Le millionnaire rejeta sa caresse et répondit :

«  - Vas donc droit au but. »

Le fou pris les mains tremblantes de son adversaire et tira un des gants vers lui.

« - Non, ni les gants, ni le masque. 
- Très bien très bien, il m'en faudra plus pour gagner ta confiance Batsy-chou... »

Il laissa, comme ordonné plus tôt, le gant et sépara un des doigts du reste de la main. Batman serrait les dents à s'en faire mal à la mâchoire tandis que le clown vert englobait son doigt dans sa bouche chaude. Batman ne pouvait détourner son regard et le tiraillement avait recommencé à se faire sentir. Il observait le Joker qui s'appliquait à faire glisser son doigt épais dans sa bouche et la salive qui restait sur son doigt après des passages répétés.
Le Joker fou s'arrêta en souriant et porta ses lèvres à celles du chevalier. Ce dernier se retenait difficilement et s'autorisa à l'embrasser comme il se devait .
À part eux deux, qui l'aurait su de toute façon ?Leurs deux langues s'enroulèrent l'une autour de l'autre, leurs corps se rapprochèrent à ne plus en pouvoir respirer, leurs nez s'écrasèrent l'un contre l'autre. Ce baiser brisa les chaînes de notre cher cavalier. Il ne put se retenir et attrapa la tête du fou entre ses mains et l'embrassa de plus belle. Leurs dents s'entrechoquèrent et les yeux écarquillés du Joker en disaient long sur son état d'esprit.
Il jeta son tendre ennemi sur le canapé orange et déboutonna sa chemise sans tendresse. Sa voix rauque et sèche laissa sortir tant bien que mal un soupir, la gorge nouée de plaisir, suivit d'un :
« - Je ne savait pas que les fous pouvaient rougir »

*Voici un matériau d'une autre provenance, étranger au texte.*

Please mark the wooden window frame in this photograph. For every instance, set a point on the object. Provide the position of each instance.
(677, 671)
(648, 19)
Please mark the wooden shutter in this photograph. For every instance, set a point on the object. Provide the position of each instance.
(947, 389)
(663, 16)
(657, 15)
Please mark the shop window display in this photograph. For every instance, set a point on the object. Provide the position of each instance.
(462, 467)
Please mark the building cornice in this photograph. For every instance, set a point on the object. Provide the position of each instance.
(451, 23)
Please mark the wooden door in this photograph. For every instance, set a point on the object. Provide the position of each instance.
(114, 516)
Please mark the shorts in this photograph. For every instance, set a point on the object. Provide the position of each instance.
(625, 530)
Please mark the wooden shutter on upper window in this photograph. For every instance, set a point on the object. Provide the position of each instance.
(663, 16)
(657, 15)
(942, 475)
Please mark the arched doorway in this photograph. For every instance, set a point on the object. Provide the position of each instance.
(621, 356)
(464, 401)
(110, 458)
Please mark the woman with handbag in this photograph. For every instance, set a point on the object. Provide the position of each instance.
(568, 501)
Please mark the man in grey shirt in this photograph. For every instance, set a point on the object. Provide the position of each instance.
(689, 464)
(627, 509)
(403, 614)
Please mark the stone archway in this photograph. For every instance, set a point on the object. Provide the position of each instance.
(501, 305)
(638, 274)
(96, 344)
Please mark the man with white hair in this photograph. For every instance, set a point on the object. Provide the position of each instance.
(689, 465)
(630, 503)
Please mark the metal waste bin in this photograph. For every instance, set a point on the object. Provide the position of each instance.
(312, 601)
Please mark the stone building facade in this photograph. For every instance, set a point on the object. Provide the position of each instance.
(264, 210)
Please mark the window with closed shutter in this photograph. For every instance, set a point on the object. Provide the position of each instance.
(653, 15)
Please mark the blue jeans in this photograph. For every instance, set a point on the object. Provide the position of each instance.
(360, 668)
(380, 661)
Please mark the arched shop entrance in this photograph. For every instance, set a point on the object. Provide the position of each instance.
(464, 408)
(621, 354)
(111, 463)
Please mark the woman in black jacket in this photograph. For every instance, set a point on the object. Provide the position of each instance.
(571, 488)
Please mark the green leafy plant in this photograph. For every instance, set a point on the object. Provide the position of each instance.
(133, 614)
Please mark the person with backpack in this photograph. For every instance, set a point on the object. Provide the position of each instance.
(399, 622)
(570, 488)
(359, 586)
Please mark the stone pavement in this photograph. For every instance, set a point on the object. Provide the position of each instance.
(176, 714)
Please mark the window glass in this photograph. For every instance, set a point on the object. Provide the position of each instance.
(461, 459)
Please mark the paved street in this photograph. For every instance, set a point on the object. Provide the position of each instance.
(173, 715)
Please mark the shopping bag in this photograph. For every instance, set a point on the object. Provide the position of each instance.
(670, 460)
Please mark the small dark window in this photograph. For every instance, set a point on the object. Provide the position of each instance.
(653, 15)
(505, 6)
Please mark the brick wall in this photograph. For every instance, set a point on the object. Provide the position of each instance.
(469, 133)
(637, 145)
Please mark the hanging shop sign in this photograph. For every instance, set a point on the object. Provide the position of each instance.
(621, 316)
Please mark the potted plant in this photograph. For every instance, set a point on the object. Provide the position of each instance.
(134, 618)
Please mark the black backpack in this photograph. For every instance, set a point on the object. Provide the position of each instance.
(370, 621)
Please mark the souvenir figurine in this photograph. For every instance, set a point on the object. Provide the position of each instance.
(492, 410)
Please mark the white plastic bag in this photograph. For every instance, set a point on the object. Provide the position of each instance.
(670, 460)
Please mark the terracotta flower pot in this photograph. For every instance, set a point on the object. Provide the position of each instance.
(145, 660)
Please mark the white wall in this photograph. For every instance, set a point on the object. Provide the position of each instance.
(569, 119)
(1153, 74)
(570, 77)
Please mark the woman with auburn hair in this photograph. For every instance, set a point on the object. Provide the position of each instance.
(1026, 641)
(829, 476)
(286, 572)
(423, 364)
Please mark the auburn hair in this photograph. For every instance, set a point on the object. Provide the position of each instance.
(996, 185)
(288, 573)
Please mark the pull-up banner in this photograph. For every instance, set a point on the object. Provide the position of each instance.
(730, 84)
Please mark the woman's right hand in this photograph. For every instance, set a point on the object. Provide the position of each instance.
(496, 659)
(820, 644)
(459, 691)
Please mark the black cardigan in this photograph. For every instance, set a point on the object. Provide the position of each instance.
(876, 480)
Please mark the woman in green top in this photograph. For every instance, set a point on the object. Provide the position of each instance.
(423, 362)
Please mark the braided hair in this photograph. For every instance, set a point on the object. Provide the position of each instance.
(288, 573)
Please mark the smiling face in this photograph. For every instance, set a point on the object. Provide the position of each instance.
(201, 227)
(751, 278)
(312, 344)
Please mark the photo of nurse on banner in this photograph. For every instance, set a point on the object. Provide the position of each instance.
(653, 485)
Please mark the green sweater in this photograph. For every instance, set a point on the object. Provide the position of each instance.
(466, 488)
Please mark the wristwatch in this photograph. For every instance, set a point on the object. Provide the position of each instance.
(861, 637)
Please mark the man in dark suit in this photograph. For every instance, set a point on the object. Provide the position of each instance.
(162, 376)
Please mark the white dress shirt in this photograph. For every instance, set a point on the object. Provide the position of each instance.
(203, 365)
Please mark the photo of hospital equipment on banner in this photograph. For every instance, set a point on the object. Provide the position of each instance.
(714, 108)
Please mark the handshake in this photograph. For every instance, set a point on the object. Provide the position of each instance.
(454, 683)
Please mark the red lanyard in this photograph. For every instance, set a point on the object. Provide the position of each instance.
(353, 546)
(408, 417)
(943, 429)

En effet, l'initiative de Batman avait surpris mais enchanté le dit-fou.

- Seulement quand le Batman a envie de lui.   répondit-il sarcastiquement.

L'homme de la nuit le gifla pour son impertinence avant de l'embrasser fougueusement à nouveau.

- La ferme, bouffon. »

Il essaya de penser à sa mission mais la seule qui retenait son attention était la langue qui remplissait sa bouche étriquée dans son masque. Il se redressa et enleva sa combinaison, gardant gants et masque, ainsi que chaussettes. Il essaya de ne pas penser au risible de la chose et ce fut chose faite quand le Joker posa ses lèvres dans son cou. Quelle sensation... Quelle douceur malgré ces dents serrées autour de sa peau épaisse...

« Pardonne moi, ma femme, mais je le désire plus que tout au monde... » pensa-t-il.